Characteristics of 529 College Savings Plans
- Most 529 plans are sponsored by a State; in fact, many States offer tax incentives for investing in their 529 Plan. For instance, the MI 529 Advisor Plan offers residents of the State of Michigan the ability to take advantage of a State tax deduction for contributions to the MI 529 Advisor Plan.1 The State of Michigan offers three 529 Plans that offer a Michigan Tax Deduction: Michigan Education Trust (MET prepaid plan), Michigan Education Savings Program (MESP Direct Program) and MI 529 Advisor Plan.
- You can generally enroll in any 529 plan regardless of where you or the beneficiary (student) reside in the United States.2
- Your Designated Beneficiary (student) can attend any eligible school in the country and even some schools abroad.
- There are a variety of Tax Advantages for investing in a 529 Plan.
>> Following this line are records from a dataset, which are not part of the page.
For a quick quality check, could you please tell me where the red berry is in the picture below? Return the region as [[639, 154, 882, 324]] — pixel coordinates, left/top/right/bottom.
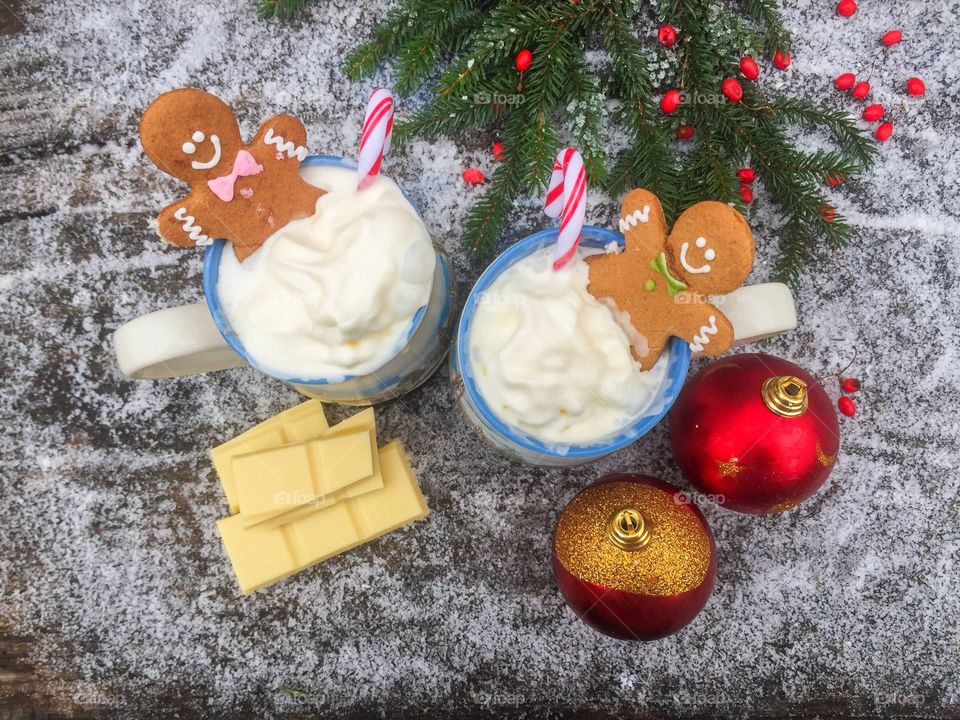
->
[[513, 48, 533, 72], [850, 80, 870, 100], [740, 55, 760, 80], [840, 378, 860, 393], [720, 78, 743, 102], [463, 168, 487, 185], [907, 78, 927, 97], [837, 0, 857, 17], [660, 90, 683, 115], [837, 397, 857, 417], [833, 73, 857, 90], [881, 30, 903, 47], [657, 25, 677, 47]]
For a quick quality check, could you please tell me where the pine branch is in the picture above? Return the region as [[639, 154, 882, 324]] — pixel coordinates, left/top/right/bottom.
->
[[740, 0, 793, 58], [464, 107, 525, 257], [257, 0, 312, 20], [328, 0, 877, 282]]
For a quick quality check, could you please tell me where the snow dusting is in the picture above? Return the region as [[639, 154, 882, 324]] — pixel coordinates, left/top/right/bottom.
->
[[0, 0, 960, 717]]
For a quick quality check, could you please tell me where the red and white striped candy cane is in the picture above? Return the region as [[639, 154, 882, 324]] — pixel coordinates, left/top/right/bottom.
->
[[543, 148, 587, 270], [357, 88, 393, 190]]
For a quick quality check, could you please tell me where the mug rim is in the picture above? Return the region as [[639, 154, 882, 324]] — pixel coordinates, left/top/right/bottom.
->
[[456, 225, 690, 460], [203, 155, 436, 385]]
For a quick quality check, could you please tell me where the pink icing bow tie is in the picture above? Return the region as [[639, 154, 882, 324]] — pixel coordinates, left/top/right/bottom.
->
[[207, 150, 263, 202]]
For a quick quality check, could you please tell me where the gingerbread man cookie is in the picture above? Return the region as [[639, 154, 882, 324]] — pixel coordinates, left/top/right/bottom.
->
[[140, 88, 324, 261], [587, 189, 756, 370]]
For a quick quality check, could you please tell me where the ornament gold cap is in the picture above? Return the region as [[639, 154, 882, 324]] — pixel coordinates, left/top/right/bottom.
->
[[607, 507, 651, 551], [760, 375, 810, 417]]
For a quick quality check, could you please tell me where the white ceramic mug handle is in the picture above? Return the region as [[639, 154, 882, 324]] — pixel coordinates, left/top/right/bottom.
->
[[693, 283, 797, 357], [113, 302, 246, 379]]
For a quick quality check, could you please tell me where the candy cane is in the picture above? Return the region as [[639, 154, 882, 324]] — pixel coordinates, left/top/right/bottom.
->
[[357, 88, 393, 190], [543, 148, 587, 270]]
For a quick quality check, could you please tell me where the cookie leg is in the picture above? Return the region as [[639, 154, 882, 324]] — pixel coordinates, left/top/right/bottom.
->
[[634, 333, 670, 370], [676, 303, 733, 357]]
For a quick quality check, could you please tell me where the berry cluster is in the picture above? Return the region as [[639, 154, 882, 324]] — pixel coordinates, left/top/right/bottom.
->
[[828, 16, 927, 143]]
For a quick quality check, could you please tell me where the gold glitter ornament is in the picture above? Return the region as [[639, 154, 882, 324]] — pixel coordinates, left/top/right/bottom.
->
[[553, 473, 716, 640]]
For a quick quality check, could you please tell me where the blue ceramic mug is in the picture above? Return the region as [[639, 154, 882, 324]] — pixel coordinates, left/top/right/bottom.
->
[[450, 225, 796, 466], [114, 156, 455, 405]]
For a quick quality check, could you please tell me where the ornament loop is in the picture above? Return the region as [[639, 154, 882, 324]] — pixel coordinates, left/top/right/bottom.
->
[[607, 508, 651, 551], [760, 375, 809, 417]]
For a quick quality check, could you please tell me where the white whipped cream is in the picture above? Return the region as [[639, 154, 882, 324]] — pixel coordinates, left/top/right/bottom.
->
[[467, 247, 667, 445], [218, 165, 436, 382]]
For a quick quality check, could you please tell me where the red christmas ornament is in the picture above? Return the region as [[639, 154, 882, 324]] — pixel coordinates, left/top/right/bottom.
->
[[740, 55, 760, 80], [826, 173, 847, 187], [720, 78, 743, 102], [833, 73, 857, 90], [552, 473, 717, 640], [660, 90, 683, 115], [773, 50, 792, 70], [657, 25, 677, 47], [881, 30, 903, 47], [837, 0, 857, 17], [463, 168, 487, 185], [670, 353, 840, 513], [873, 122, 893, 142], [513, 48, 533, 72], [837, 396, 857, 417], [863, 103, 886, 122], [840, 378, 860, 393], [907, 78, 927, 97]]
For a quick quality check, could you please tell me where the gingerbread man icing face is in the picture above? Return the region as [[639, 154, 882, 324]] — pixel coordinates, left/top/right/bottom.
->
[[140, 88, 324, 261], [587, 189, 756, 370]]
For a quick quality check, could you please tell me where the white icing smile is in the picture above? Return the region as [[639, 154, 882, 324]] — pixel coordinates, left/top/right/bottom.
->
[[620, 205, 650, 233], [690, 315, 717, 352], [680, 237, 717, 275], [180, 130, 220, 170]]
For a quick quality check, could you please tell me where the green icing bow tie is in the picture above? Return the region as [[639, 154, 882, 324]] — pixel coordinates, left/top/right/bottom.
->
[[647, 253, 687, 298]]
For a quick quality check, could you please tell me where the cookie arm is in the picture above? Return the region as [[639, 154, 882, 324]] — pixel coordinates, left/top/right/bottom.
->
[[252, 115, 307, 161], [157, 195, 229, 247], [674, 293, 733, 357]]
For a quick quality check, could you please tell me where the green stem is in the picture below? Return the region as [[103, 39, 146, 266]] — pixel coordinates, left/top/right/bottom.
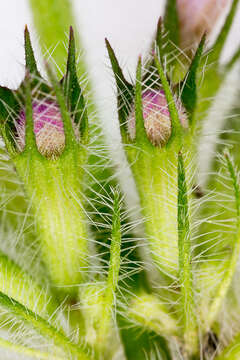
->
[[99, 190, 121, 347], [0, 253, 58, 317], [177, 153, 197, 354], [207, 153, 240, 326]]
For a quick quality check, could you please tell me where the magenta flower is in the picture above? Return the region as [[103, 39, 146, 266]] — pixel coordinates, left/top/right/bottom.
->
[[16, 100, 65, 157], [128, 90, 188, 146], [177, 0, 229, 49]]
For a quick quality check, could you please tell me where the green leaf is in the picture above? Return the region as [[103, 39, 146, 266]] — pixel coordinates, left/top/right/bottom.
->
[[181, 35, 206, 123], [164, 0, 180, 55], [63, 26, 88, 142], [105, 39, 134, 141], [24, 26, 40, 77], [0, 338, 64, 360], [207, 151, 240, 326], [0, 292, 89, 360], [23, 73, 41, 156], [177, 153, 198, 354]]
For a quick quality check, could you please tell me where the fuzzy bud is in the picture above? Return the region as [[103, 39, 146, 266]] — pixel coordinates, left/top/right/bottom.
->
[[128, 90, 187, 147], [177, 0, 229, 49], [16, 100, 65, 157]]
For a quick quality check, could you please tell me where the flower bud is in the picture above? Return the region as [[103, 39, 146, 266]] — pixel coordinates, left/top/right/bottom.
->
[[16, 100, 65, 157], [177, 0, 229, 48], [128, 90, 187, 147]]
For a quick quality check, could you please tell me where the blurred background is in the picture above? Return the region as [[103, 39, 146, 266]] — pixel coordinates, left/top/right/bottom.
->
[[0, 0, 240, 191]]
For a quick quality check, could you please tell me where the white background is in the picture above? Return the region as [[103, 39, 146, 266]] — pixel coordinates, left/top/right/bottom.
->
[[0, 0, 240, 191]]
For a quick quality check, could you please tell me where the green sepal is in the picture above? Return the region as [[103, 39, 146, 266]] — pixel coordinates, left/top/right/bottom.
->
[[209, 0, 239, 62], [62, 27, 89, 143], [154, 55, 183, 147], [180, 34, 206, 124], [0, 291, 90, 360], [105, 39, 134, 141], [164, 0, 180, 61], [135, 57, 153, 147], [24, 26, 41, 77], [226, 47, 240, 71]]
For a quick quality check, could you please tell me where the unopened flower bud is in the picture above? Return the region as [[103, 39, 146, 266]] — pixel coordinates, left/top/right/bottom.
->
[[16, 100, 65, 157], [177, 0, 229, 49], [128, 90, 187, 147]]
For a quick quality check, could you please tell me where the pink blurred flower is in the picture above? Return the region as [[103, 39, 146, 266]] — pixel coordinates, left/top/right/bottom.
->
[[177, 0, 229, 49]]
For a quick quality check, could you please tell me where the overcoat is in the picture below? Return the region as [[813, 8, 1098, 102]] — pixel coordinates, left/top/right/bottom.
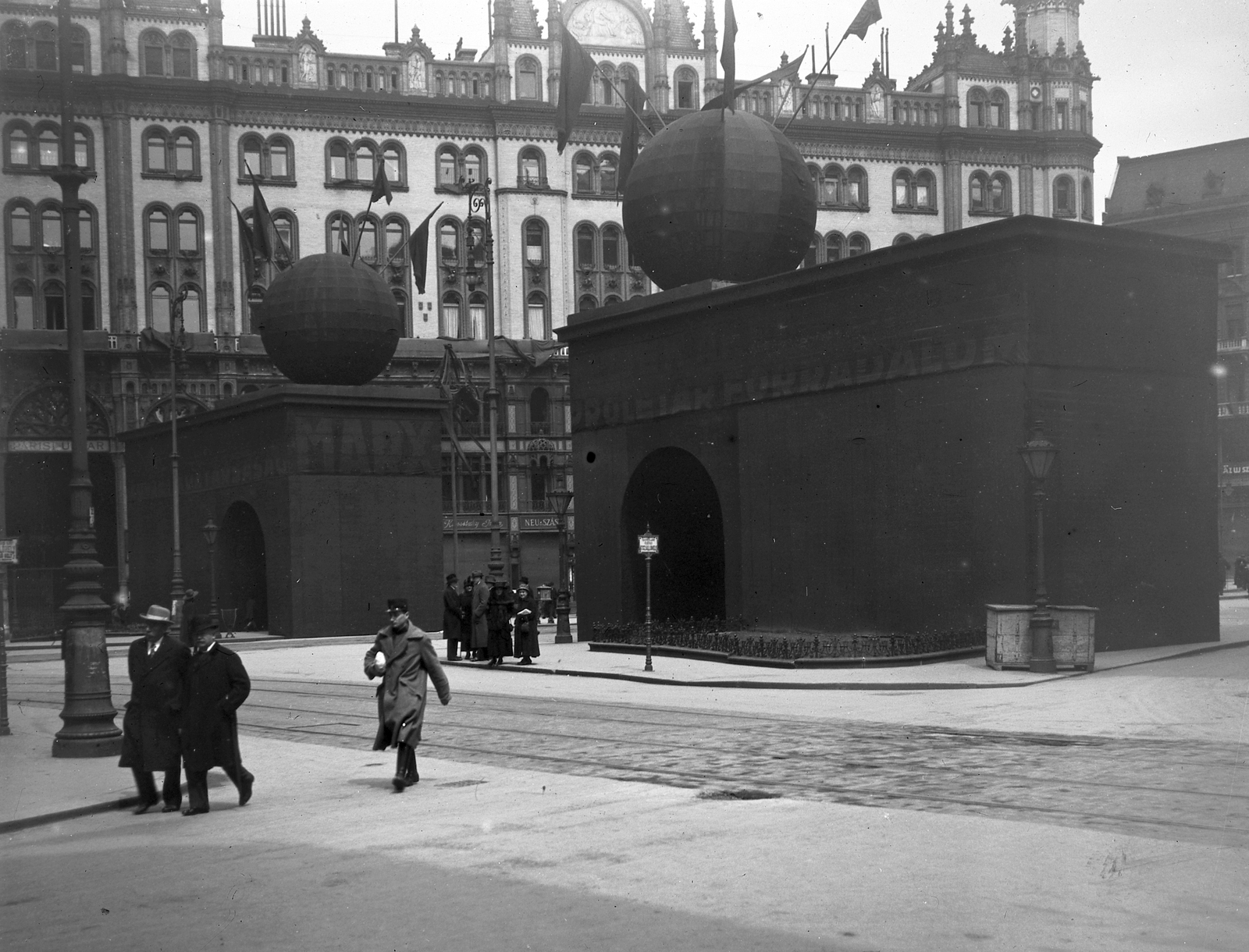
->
[[183, 644, 251, 771], [470, 578, 489, 651], [516, 590, 539, 659], [365, 623, 451, 751], [442, 584, 464, 641], [117, 634, 191, 772]]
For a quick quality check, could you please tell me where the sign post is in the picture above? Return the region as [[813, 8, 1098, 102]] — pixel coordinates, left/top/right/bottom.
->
[[637, 524, 660, 671]]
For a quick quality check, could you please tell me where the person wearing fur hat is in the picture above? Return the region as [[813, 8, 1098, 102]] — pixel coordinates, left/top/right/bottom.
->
[[365, 599, 451, 794], [183, 615, 254, 815], [117, 605, 191, 813]]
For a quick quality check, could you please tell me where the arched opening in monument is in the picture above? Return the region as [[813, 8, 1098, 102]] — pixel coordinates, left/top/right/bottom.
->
[[217, 503, 269, 631], [621, 446, 724, 621]]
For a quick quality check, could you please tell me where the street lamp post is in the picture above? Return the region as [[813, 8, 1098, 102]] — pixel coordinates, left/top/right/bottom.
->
[[169, 287, 191, 647], [1019, 420, 1058, 675], [547, 490, 572, 645], [52, 0, 121, 757], [637, 524, 660, 671], [460, 179, 504, 578], [204, 516, 221, 625]]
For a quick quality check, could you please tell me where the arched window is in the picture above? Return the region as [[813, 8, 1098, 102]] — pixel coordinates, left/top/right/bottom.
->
[[439, 291, 464, 339], [525, 291, 551, 341], [1054, 175, 1076, 218], [572, 152, 595, 195], [329, 139, 347, 183], [824, 231, 845, 261], [525, 218, 546, 266], [516, 146, 546, 189], [577, 225, 597, 268], [516, 56, 542, 101]]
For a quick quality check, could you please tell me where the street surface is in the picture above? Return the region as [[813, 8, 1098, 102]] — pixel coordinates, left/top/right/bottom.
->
[[0, 600, 1249, 952]]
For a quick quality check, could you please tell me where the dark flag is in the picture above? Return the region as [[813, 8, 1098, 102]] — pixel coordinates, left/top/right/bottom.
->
[[842, 0, 881, 40], [407, 201, 442, 293], [701, 50, 807, 112], [231, 202, 256, 297], [554, 27, 595, 155], [720, 0, 734, 111], [368, 162, 395, 205], [616, 76, 646, 195]]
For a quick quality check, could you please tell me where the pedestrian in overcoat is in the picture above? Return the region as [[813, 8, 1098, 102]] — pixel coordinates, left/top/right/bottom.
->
[[183, 615, 254, 815], [442, 572, 464, 661], [514, 580, 541, 665], [486, 576, 516, 667], [365, 599, 451, 794], [472, 572, 489, 661], [117, 605, 191, 813]]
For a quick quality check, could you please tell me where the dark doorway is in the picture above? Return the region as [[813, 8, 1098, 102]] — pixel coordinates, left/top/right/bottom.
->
[[621, 447, 724, 621], [217, 503, 269, 631]]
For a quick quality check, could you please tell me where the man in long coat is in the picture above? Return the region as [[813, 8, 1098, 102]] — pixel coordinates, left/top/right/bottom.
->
[[442, 572, 464, 661], [365, 599, 451, 794], [117, 605, 191, 813], [183, 616, 254, 815], [472, 572, 489, 661]]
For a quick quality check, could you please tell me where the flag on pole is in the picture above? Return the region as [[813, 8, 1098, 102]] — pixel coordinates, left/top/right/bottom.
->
[[720, 0, 734, 112], [616, 76, 646, 195], [407, 201, 442, 293], [701, 50, 807, 112], [368, 162, 395, 205], [842, 0, 881, 40], [554, 27, 595, 155]]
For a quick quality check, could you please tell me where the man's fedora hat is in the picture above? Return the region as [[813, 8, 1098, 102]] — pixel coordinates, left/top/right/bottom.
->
[[139, 605, 173, 625]]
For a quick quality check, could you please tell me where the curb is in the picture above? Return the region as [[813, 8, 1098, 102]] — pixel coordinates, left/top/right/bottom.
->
[[0, 797, 139, 835]]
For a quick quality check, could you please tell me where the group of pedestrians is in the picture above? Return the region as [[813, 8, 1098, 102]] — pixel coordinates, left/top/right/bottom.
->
[[119, 605, 254, 815], [442, 572, 541, 667]]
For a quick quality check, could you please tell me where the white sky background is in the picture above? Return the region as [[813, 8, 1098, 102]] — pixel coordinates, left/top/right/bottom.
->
[[222, 0, 1249, 213]]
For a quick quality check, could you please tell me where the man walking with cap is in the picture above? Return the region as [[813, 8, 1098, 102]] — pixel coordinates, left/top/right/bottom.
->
[[117, 605, 191, 813], [183, 616, 254, 817], [365, 599, 451, 794]]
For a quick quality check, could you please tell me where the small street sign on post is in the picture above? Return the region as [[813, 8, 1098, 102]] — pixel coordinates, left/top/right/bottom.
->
[[637, 524, 660, 671]]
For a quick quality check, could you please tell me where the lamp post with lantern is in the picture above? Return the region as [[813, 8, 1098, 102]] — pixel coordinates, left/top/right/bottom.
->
[[637, 524, 660, 671], [547, 488, 572, 645], [1019, 420, 1058, 675], [460, 179, 504, 577]]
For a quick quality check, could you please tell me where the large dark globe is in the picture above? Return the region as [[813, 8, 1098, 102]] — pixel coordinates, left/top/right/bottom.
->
[[258, 255, 404, 385], [623, 108, 816, 289]]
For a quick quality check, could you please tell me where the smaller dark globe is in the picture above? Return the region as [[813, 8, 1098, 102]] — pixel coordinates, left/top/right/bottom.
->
[[623, 108, 816, 289], [256, 255, 404, 386]]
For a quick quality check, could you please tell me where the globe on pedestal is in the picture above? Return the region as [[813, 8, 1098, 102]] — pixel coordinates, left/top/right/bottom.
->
[[623, 108, 816, 289], [256, 254, 404, 385]]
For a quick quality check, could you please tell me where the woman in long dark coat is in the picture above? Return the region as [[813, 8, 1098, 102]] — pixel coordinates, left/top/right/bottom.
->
[[183, 617, 254, 815], [516, 584, 541, 665], [486, 577, 516, 667], [365, 599, 451, 792]]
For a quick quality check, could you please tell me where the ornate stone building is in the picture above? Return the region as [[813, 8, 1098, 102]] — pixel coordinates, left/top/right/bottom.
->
[[0, 0, 1099, 637]]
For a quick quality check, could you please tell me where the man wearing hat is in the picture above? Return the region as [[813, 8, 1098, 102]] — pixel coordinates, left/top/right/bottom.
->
[[119, 605, 191, 813], [183, 615, 254, 815], [442, 572, 464, 661], [365, 599, 451, 794]]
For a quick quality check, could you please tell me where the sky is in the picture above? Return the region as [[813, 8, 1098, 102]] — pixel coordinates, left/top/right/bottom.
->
[[222, 0, 1249, 213]]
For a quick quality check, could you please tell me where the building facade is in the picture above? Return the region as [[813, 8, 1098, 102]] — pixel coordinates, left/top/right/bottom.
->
[[0, 0, 1099, 637], [1101, 139, 1249, 562]]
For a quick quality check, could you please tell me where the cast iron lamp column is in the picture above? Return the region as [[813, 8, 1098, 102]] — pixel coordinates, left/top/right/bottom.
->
[[547, 490, 572, 645], [460, 179, 504, 578], [1019, 420, 1058, 675], [204, 516, 221, 625], [52, 0, 121, 757], [169, 287, 194, 637]]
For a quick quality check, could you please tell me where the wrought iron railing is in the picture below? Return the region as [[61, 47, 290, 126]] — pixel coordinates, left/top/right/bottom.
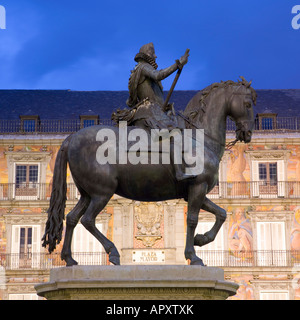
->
[[0, 117, 300, 134], [0, 252, 109, 270], [0, 249, 300, 273], [196, 249, 300, 273], [0, 181, 300, 201]]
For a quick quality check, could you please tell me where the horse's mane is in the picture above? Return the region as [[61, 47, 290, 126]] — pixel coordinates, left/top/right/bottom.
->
[[184, 76, 257, 121]]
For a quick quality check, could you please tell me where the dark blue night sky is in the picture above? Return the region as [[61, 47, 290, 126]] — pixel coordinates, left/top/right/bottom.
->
[[0, 0, 300, 91]]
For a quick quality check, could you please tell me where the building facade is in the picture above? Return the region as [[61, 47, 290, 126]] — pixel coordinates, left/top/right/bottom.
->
[[0, 90, 300, 300]]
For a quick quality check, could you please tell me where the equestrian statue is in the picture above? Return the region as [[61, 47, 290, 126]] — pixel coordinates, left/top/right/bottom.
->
[[42, 43, 256, 266]]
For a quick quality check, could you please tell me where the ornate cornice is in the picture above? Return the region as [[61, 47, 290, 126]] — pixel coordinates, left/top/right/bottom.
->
[[245, 149, 291, 160]]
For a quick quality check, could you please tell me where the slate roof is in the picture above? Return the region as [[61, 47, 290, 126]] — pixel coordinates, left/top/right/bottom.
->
[[0, 89, 300, 119]]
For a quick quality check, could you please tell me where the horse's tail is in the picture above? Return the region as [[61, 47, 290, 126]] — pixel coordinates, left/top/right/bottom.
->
[[42, 136, 71, 253]]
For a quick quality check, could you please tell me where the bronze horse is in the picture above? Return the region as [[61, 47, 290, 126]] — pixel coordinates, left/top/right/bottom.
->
[[42, 77, 256, 266]]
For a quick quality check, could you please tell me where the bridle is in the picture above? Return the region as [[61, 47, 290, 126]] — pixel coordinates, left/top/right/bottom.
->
[[176, 87, 252, 150]]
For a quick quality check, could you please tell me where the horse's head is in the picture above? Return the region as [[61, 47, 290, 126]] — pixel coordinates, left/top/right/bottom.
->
[[228, 77, 256, 143]]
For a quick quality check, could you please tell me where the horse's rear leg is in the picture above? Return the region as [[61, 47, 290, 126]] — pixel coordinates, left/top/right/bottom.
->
[[61, 195, 90, 267], [194, 197, 226, 247], [81, 196, 120, 265], [184, 183, 207, 266]]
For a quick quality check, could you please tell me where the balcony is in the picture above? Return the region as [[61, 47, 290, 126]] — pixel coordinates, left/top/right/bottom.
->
[[0, 249, 300, 270], [208, 181, 300, 199], [0, 252, 109, 270], [0, 181, 300, 201], [0, 117, 300, 135]]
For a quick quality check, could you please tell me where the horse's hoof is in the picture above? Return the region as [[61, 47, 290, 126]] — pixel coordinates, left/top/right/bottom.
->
[[61, 256, 78, 267], [191, 258, 205, 267], [194, 234, 209, 247], [108, 255, 120, 266]]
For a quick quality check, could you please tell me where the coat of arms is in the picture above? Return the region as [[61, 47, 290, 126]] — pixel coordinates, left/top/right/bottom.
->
[[134, 202, 163, 248]]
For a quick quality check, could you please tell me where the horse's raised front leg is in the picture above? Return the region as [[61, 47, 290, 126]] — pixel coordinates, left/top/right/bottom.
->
[[81, 195, 120, 265], [184, 183, 207, 266], [61, 195, 90, 267], [194, 197, 227, 247]]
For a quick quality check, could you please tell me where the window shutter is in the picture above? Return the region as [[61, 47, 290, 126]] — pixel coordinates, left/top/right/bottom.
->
[[257, 221, 286, 266], [251, 161, 259, 197], [277, 160, 285, 197], [10, 225, 20, 269], [31, 225, 41, 268], [257, 222, 271, 266]]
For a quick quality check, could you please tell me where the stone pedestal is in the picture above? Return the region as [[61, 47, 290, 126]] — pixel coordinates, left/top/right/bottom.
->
[[35, 265, 239, 300]]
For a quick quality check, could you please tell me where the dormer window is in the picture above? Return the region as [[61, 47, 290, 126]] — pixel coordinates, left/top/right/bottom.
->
[[80, 115, 99, 128], [255, 110, 277, 130], [20, 116, 40, 132]]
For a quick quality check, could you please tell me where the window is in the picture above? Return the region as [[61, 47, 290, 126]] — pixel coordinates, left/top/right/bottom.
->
[[80, 115, 99, 128], [195, 221, 224, 266], [20, 116, 40, 133], [72, 223, 104, 265], [251, 160, 285, 198], [15, 164, 39, 199], [261, 117, 273, 130], [11, 225, 41, 269], [258, 162, 277, 186], [255, 110, 277, 130], [259, 290, 289, 300], [257, 221, 286, 266]]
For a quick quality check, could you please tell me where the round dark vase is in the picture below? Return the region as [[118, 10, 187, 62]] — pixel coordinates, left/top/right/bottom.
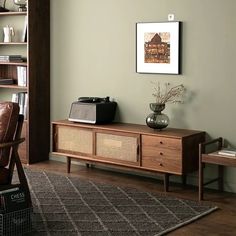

Some of these tax advantages include Tax-deferred growth, state tax advantages, and gift tax benefits.
- Assets can be withdrawn tax-free when used for qualified higher education expenses. In general, tuition, room and board, books, equipment and fees necessary to attend an institution of higher education are considered qualified higher education expenses.3
Click on the following links below to learn more about 529 Plans:
Tax Advantages of 529 Plans
The growing value of a higher education
Estate Planning and Gifting Benefits of 529 Plans
1 Before investing, you should consider whether your or the beneficiary's home state offers any state tax or other benefits that are only available for investments in such state's qualified tuition program. Arizona, Kansas, Maine, Missouri, and Pennsylvania residents may invest in ANY 529 plan and take advantage of their State’s income tax deduction.
2 Make sure you check with the 529 plan provider before enrolling. Some State’s 529 Plans have residency requirements.
3 If you use the money for any other purpose, including paying for costs associated with a non-accredited institution, you will not qualify for favorable tax treatment, and the earnings portion of your withdrawal for such purpose will be subject to applicable federal and state income tax and an additional 10% federal tax.